Fusion for Energy (F4E) is responsible for providing Europe’s contribution to ITER, the world’s largest scientific partnership that aims to demonstrate fusion as a viable and sustainable source of energy. It had the necessity of integrating different project management applications and providing consistent, standardised reporting.
ITER brings together seven parties that represent half of the world’s population – the EU, Russia, Japan, China, India, South Korea and the United States. The ultimate goal of ITER is to construct and operate a fusion experiment with 8x the volume of the current largest fusion device. These experiments hope to demonstrate a viable design for a future prototype commercial fusion power plant.
Currently the project is still in its construction phase, which is scheduled to last more than 10 years. Europe’s multi-billion euro contribution, as managed by F4E, has multiple interfaces with the central ITER Organization and agencies in the other parties. As a European Agency, F4E also has to interact with the European Commission.
“This is an incredibly complex undertaking with lots of information being generated by different applications. We use SAP for accounting and to track contracts; Primavera for planning; and custom databases and applications,” explains Richard Roper, Project Controls Manager, F4E. “The problem was none of these programmes could talk to each other, making reporting very time consuming and error-prone.” Tessella had already been involved with ITER, helping to build similar systems so the company seemed like an ideal fit to integrate F4E’s application platforms.
“Tessella brought experience of developing project management reporting systems at UKAEA and the ITER Organization to F4E,” adds Roper. “This allowed us to set a standardised system of codes and processes that could be supported by an integrated system.”
Solution and Benefits
The codes were designed to minimise replication of information between systems, meaning there would be only one authoring system for each piece of data. The integrated reporting system would then combine all the data from each system, primarily using the standardised WBS to link them. Tessella also performed a study of cost tools, and provided a recommendation on which Fusion for Energy should deploy.
After the consultancy phase, Tessella worked with the IT department to deploy updates to its data warehouse and wrote and deployed ETL scripts to populate it. This provided a central repository of information that could be queried to generate the reports Fusion for Energy needed.
“We had two Tessella people here full-time for nine months working to integrate the systems. Adding to the complexity is the difficulty of extracting some of the data from a system located in Brussels,” says Roper. “Tessella also helped us upgrade to Primavera 8 during the same period. The team’s collaborative approach made the whole experience seamless.”
Tessella also deployed and configured the cost management tool and took responsibility for the related month end process. This allowed performance to be monitored against both the project baseline and an annual reference plan.
With the data in place, Tessella used its extensive experience of data visualisation to put in place a number of interactive reports that showed, at a glance, the status of the project. More detailed reports were also constructed, allowing experts to explore the available data more closely.
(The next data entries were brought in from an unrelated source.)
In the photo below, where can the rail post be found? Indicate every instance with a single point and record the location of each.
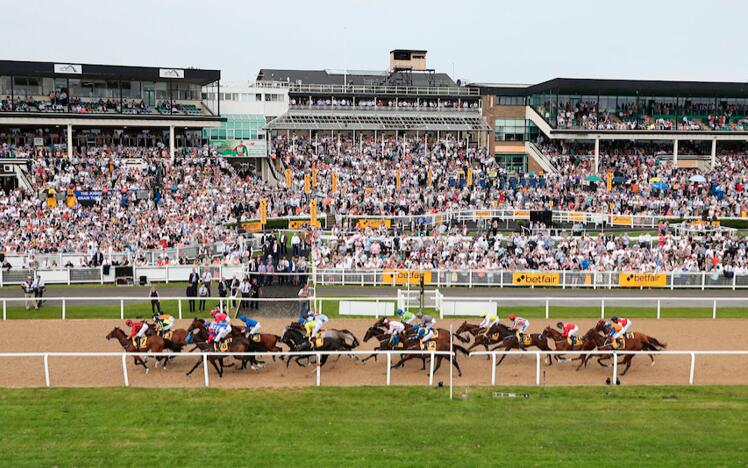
(693, 369)
(46, 369)
(124, 369)
(205, 370)
(319, 368)
(389, 367)
(493, 368)
(431, 369)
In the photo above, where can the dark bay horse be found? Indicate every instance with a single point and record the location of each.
(154, 344)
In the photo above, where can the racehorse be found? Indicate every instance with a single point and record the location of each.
(630, 344)
(199, 333)
(538, 340)
(332, 340)
(441, 343)
(651, 340)
(154, 344)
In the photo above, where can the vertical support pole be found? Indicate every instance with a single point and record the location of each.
(714, 309)
(205, 369)
(693, 369)
(319, 368)
(493, 368)
(431, 370)
(389, 367)
(46, 369)
(124, 370)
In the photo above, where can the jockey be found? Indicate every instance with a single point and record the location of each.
(489, 320)
(427, 320)
(252, 327)
(221, 327)
(625, 323)
(138, 328)
(393, 328)
(519, 324)
(165, 322)
(613, 329)
(405, 317)
(570, 331)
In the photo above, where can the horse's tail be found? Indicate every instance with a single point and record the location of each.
(653, 341)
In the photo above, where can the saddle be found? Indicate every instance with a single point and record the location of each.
(429, 346)
(139, 342)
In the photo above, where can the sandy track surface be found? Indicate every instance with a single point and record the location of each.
(89, 336)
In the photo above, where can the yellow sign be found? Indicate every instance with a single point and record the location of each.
(622, 220)
(373, 223)
(406, 277)
(263, 211)
(299, 223)
(252, 226)
(580, 217)
(535, 279)
(647, 280)
(313, 211)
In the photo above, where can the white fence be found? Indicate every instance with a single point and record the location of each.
(613, 353)
(204, 356)
(607, 304)
(549, 279)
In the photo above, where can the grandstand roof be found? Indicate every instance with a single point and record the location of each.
(641, 87)
(111, 72)
(325, 77)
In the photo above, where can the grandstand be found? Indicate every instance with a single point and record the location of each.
(707, 115)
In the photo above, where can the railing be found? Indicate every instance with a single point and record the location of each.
(612, 353)
(547, 279)
(204, 357)
(407, 299)
(377, 90)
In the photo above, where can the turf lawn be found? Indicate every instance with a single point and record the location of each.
(375, 426)
(111, 310)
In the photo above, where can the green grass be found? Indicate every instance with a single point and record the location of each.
(382, 426)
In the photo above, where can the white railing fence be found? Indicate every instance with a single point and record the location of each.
(613, 353)
(608, 305)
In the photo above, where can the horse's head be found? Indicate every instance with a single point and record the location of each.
(115, 333)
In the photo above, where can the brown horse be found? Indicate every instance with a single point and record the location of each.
(154, 344)
(651, 340)
(442, 341)
(538, 340)
(238, 344)
(630, 344)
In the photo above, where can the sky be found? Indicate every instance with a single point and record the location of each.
(491, 41)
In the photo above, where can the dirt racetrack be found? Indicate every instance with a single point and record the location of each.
(88, 336)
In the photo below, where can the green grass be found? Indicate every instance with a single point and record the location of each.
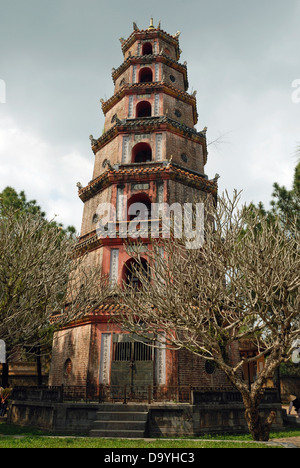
(23, 437)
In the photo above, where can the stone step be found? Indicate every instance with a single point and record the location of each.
(119, 425)
(107, 407)
(121, 416)
(125, 421)
(119, 434)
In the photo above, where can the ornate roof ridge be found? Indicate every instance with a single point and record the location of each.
(152, 84)
(137, 169)
(144, 122)
(126, 42)
(116, 71)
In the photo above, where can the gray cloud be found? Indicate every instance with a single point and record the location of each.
(56, 61)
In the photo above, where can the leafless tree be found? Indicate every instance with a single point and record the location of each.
(243, 284)
(43, 284)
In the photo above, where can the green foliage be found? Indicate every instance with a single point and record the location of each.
(10, 201)
(285, 203)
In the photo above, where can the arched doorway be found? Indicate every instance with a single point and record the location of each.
(141, 153)
(133, 270)
(146, 75)
(147, 49)
(139, 205)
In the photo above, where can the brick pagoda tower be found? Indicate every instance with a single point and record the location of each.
(149, 152)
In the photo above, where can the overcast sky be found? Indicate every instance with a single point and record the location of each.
(56, 59)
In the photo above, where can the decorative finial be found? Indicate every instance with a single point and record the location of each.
(93, 141)
(151, 24)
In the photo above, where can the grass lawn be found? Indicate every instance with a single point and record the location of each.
(18, 437)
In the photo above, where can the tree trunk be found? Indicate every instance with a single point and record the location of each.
(5, 371)
(259, 427)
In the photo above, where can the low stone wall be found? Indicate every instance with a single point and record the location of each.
(165, 420)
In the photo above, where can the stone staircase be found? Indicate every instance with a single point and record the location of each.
(291, 419)
(120, 421)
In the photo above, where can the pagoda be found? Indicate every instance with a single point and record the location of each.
(150, 152)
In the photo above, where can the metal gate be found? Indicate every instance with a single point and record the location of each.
(132, 363)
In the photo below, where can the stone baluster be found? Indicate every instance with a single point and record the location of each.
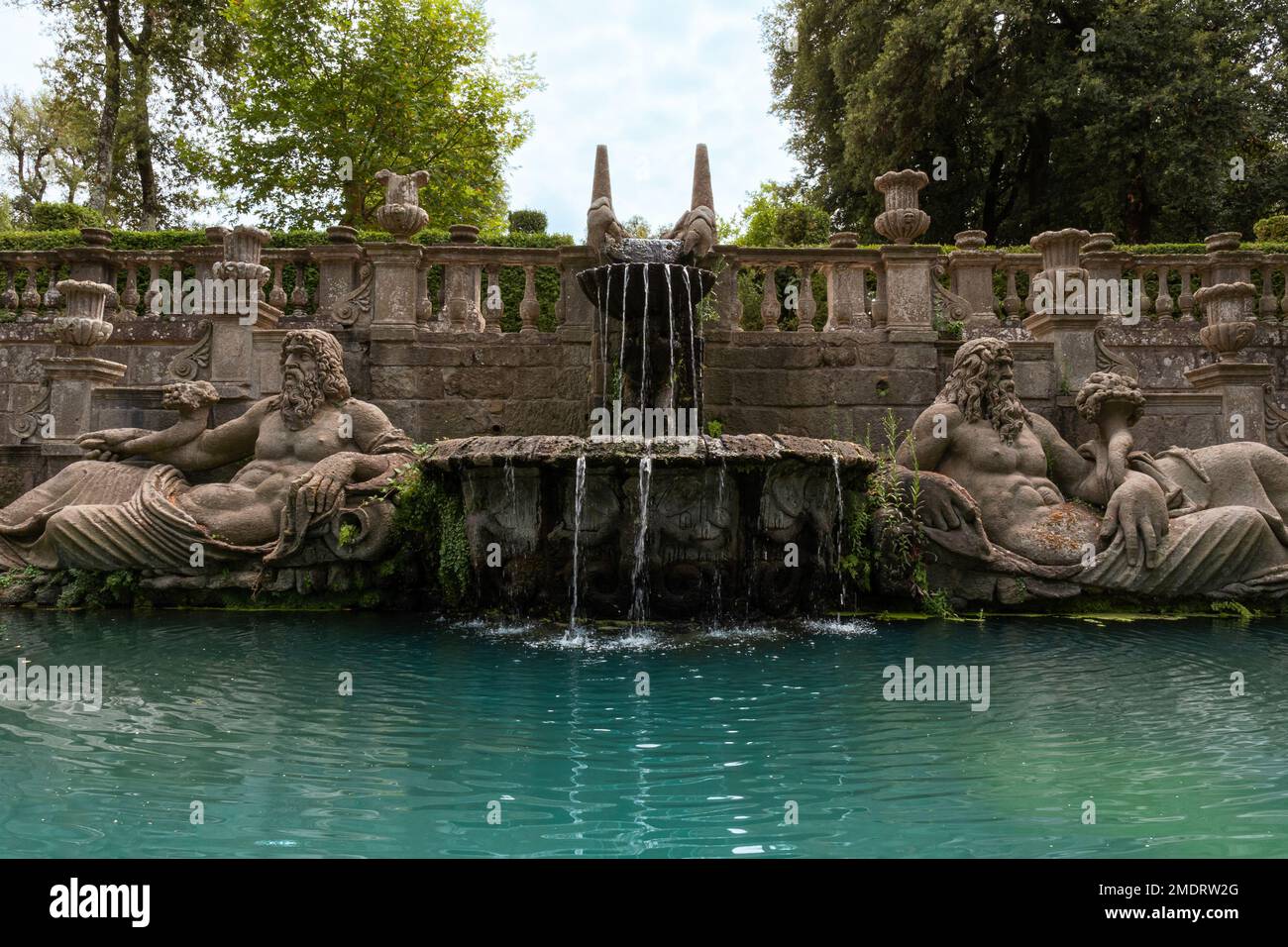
(529, 308)
(1240, 384)
(769, 304)
(1069, 331)
(9, 300)
(72, 372)
(30, 292)
(300, 290)
(492, 307)
(1013, 303)
(880, 303)
(807, 305)
(728, 304)
(971, 277)
(1186, 299)
(1163, 304)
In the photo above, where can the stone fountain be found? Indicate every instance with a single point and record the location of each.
(651, 289)
(658, 521)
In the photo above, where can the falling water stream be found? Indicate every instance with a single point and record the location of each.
(639, 573)
(579, 496)
(840, 521)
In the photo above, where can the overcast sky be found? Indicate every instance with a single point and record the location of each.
(647, 77)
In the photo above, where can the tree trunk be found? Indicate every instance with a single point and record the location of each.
(142, 60)
(103, 162)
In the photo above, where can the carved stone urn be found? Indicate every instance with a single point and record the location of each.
(903, 219)
(1227, 307)
(244, 247)
(400, 214)
(82, 324)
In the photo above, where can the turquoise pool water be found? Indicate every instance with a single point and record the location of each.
(446, 724)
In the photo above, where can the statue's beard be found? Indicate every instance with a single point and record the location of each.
(301, 397)
(1006, 411)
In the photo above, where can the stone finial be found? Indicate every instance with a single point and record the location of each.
(702, 195)
(244, 245)
(82, 324)
(400, 214)
(601, 187)
(1227, 240)
(601, 224)
(903, 221)
(1227, 308)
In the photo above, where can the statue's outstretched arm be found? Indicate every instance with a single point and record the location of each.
(218, 446)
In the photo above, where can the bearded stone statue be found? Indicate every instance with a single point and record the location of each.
(305, 451)
(1004, 496)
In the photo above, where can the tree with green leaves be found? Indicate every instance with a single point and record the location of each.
(330, 91)
(1151, 119)
(780, 215)
(137, 65)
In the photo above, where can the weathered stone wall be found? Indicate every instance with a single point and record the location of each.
(465, 384)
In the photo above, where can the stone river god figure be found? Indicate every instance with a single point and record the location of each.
(307, 447)
(1184, 522)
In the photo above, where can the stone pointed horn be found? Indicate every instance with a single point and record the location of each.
(603, 185)
(702, 196)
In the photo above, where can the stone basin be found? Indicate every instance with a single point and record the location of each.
(674, 290)
(746, 523)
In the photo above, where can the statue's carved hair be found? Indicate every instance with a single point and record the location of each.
(1103, 386)
(329, 357)
(978, 393)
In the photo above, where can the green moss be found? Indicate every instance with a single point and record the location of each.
(429, 526)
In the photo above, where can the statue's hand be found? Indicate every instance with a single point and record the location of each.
(108, 445)
(1138, 510)
(322, 487)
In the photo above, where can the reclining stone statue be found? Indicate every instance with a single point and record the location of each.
(1008, 501)
(309, 451)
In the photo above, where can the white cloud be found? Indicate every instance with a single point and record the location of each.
(647, 77)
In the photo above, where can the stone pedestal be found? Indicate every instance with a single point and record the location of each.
(72, 380)
(970, 270)
(394, 270)
(909, 270)
(1241, 389)
(1068, 329)
(338, 269)
(846, 287)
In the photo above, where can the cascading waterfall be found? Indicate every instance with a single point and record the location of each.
(840, 521)
(670, 339)
(621, 357)
(639, 571)
(694, 356)
(579, 497)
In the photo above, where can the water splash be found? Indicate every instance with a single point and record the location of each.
(639, 571)
(579, 497)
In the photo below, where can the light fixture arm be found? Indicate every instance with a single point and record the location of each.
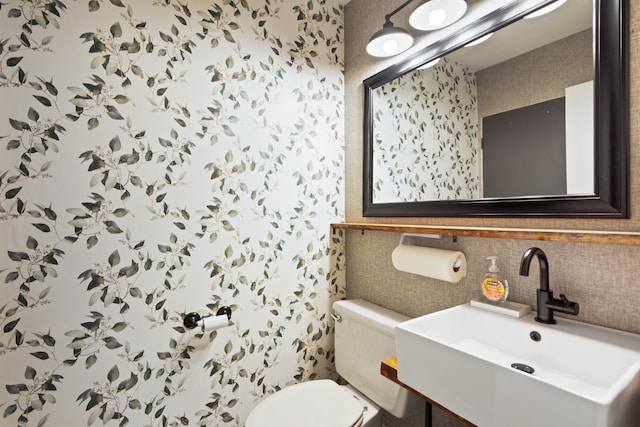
(387, 17)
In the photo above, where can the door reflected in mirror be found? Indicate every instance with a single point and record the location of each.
(509, 117)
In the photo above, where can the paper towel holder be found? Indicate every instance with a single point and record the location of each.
(191, 320)
(424, 236)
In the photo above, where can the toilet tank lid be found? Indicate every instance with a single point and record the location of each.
(374, 315)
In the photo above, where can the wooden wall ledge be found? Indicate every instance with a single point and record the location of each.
(628, 238)
(389, 369)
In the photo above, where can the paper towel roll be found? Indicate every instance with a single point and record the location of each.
(213, 322)
(440, 264)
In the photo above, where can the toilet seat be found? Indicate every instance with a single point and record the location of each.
(318, 403)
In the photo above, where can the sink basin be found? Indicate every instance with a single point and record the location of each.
(567, 374)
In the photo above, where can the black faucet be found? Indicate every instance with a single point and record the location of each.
(546, 303)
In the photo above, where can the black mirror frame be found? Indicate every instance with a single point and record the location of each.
(611, 132)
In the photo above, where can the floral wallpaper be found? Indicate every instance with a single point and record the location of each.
(162, 157)
(420, 153)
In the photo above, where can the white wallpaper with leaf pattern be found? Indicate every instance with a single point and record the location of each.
(162, 157)
(426, 144)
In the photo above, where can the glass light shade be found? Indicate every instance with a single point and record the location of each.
(389, 41)
(434, 14)
(546, 9)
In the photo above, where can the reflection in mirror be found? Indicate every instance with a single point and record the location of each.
(509, 117)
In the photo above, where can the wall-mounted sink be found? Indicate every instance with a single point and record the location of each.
(563, 375)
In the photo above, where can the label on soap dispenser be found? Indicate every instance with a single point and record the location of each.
(493, 289)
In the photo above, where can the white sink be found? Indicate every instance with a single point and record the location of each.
(461, 358)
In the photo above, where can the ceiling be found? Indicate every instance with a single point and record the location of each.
(525, 35)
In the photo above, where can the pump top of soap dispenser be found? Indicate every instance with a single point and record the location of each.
(493, 268)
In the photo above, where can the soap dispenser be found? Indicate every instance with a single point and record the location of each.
(494, 287)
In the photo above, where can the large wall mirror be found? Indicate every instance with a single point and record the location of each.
(514, 115)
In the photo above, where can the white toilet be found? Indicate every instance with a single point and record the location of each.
(364, 337)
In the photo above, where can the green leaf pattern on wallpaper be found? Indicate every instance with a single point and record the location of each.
(164, 157)
(426, 142)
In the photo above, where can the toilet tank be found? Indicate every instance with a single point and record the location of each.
(363, 338)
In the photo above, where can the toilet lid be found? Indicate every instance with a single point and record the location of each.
(318, 403)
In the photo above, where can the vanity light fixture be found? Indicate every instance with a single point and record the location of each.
(429, 64)
(390, 40)
(429, 15)
(547, 9)
(435, 14)
(479, 40)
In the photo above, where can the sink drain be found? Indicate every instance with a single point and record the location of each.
(522, 367)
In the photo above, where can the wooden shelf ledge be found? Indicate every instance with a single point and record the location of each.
(389, 369)
(628, 238)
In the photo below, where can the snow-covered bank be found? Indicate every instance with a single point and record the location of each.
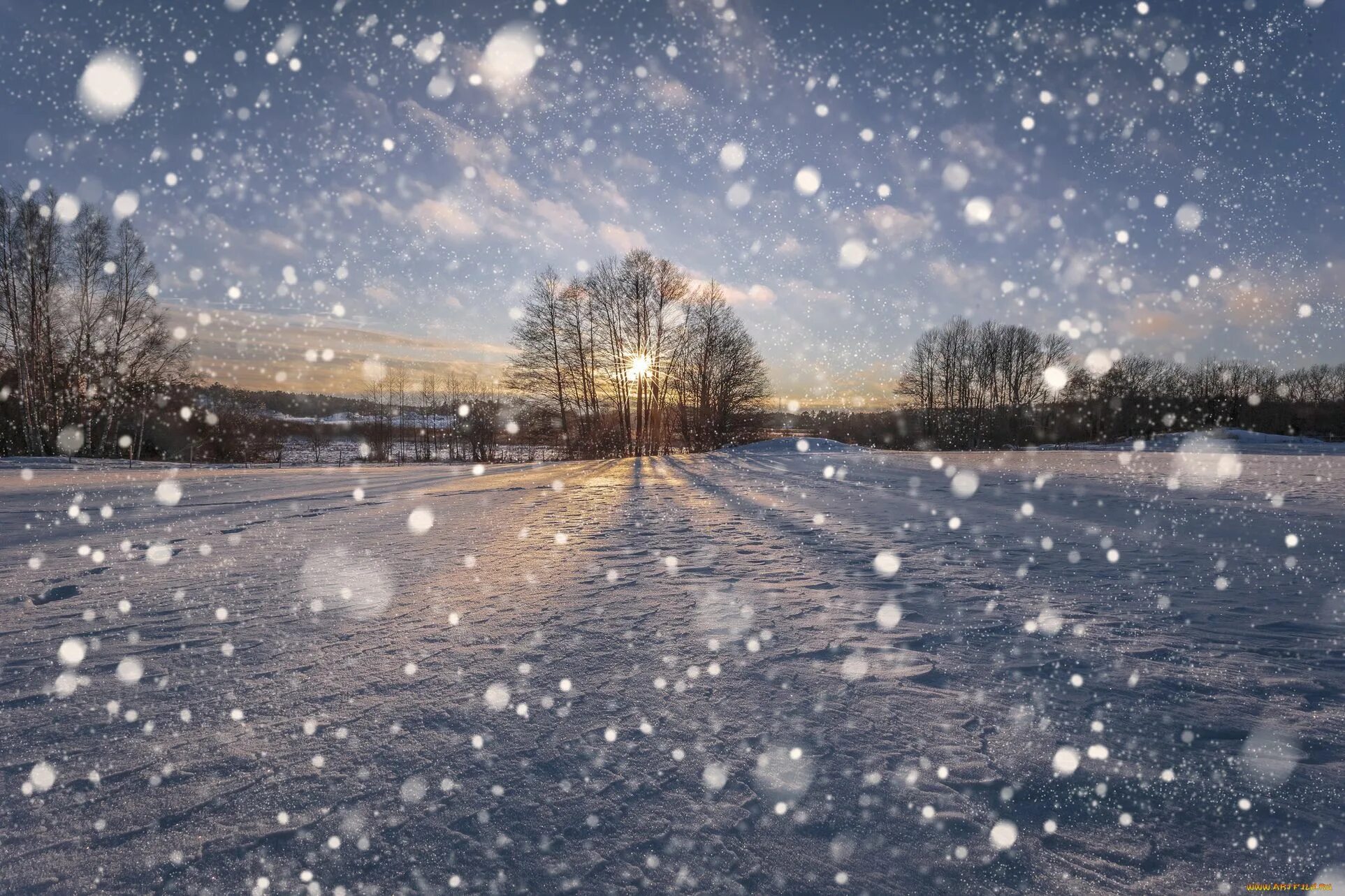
(762, 670)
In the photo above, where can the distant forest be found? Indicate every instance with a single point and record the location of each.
(993, 385)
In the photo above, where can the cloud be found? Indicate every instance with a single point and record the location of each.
(249, 348)
(446, 217)
(896, 226)
(620, 238)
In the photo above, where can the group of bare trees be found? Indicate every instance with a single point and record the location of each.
(632, 358)
(968, 381)
(989, 385)
(84, 348)
(409, 418)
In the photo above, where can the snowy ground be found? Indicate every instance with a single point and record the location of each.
(695, 675)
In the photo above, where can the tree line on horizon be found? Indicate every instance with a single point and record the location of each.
(996, 385)
(635, 360)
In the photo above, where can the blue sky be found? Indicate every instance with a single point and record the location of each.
(413, 164)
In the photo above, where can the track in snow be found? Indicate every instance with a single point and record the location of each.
(740, 712)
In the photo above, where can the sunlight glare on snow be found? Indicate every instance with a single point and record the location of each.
(1066, 761)
(887, 564)
(1004, 835)
(168, 493)
(420, 520)
(889, 615)
(129, 670)
(71, 652)
(965, 483)
(497, 696)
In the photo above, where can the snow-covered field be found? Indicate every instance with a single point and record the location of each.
(762, 670)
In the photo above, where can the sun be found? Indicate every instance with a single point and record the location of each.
(641, 366)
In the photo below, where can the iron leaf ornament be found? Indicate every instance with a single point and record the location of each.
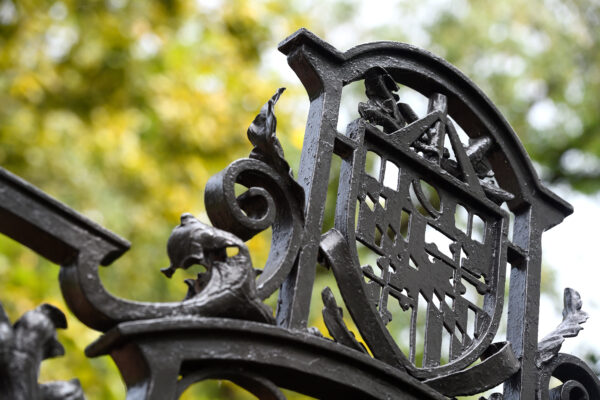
(23, 347)
(573, 318)
(267, 148)
(420, 238)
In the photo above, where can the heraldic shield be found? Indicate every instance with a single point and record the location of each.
(423, 212)
(427, 208)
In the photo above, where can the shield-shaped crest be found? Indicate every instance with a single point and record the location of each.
(421, 216)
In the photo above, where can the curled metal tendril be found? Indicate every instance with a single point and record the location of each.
(268, 202)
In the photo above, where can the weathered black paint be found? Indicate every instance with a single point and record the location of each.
(222, 330)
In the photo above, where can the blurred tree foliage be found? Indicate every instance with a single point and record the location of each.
(123, 110)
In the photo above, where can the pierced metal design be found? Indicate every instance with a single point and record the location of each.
(227, 288)
(436, 259)
(23, 347)
(432, 210)
(570, 326)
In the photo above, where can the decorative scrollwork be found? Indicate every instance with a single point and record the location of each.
(273, 199)
(227, 288)
(23, 347)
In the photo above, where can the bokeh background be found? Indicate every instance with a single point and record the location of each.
(123, 109)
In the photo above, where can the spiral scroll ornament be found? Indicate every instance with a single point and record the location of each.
(273, 199)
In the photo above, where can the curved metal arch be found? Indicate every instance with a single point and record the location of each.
(427, 73)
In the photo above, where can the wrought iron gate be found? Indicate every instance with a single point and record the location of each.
(425, 263)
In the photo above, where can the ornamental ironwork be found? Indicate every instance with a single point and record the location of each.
(424, 210)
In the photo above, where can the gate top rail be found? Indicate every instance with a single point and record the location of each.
(432, 212)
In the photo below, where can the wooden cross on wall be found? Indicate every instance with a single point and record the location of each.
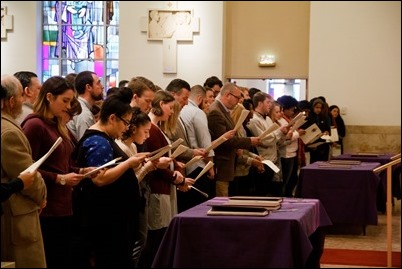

“We are now starting to exploit the system to be able to answer quickly and accurately questions put to us by external partners and auditors and have a new set of monthly reports built on the system that allow F4E senior management to visualise the status of the project and identify areas that need their attention,” continues Roper. “It is a real time, single pane of glass that gives everyone access to all critical data, making us more productive while increasing the accuracy of the data.”
A further benefit is the fact that employees no longer need to dig into native applications for data because it is available in the reports. This means F4E needs far fewer licences for each application, which has in turn reduced costs.
“We are saving money but by far the biggest advantage is the time it now takes to generate the information. It used to take us days to compile reports but now they are available at the touch of a button,” comments Roper. “That makes everyone’s life easier and helps us to work together more effectively.”
The plan now is to extend the functionality of the system and expand it to include other areas of the business. The ultimate goal is for the central database warehouse to become the centralised repository for all information on any subject, not just project management. This might include HR, procurement and the tender process.
“Tessella played a critical role in integrating our disparate data sets and making critical information available quickly. The team was flexible, responsive and had a great understanding of the technology involved,” concludes Roper. “We were also able to redeploy one of the Tessella consultants on an ad hoc basis as a statistician to other parts of the business. That way Tessella added value above and beyond the agreed contract.”
Tessella continues to work for F4E in a number of guises, recently winning the contract to support the future development of COBRA within the IT department. As such, the company and its consultants will help F4E evolve and rise to the challenge of making nuclear fusion a reality.